Second, putting off registration and enforcement of intellectual property rights can be short-sighted. These processes often require several years to complete as it is, and any delay might mean that even after the recession is over, the company will still be without enforceable IP for a long time. Similarly, the decision to temporarily overlook infringement can be a disaster, allowing the bad guys to consolidate their market share and do lasting damage to brands in the meantime.

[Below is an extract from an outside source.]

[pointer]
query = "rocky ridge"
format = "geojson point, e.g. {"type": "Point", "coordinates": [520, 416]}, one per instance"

Third, I would reiterate generally what I said in my previous post: The DIY China Lawyer. There are many things that can be done in the name of cutting costs, but each and every one has potential risks. Cutting corners on contract review and due diligence, for example, may be very attractive in the short term when budget pressures loom large, but eventually conditions will improve, and those poor decisions may impede the rebuilding process.
Hard choices need to be made during economic slowdowns, but these should not be undertaken without considering negative consequences and local market conditions. Think twice and cut once.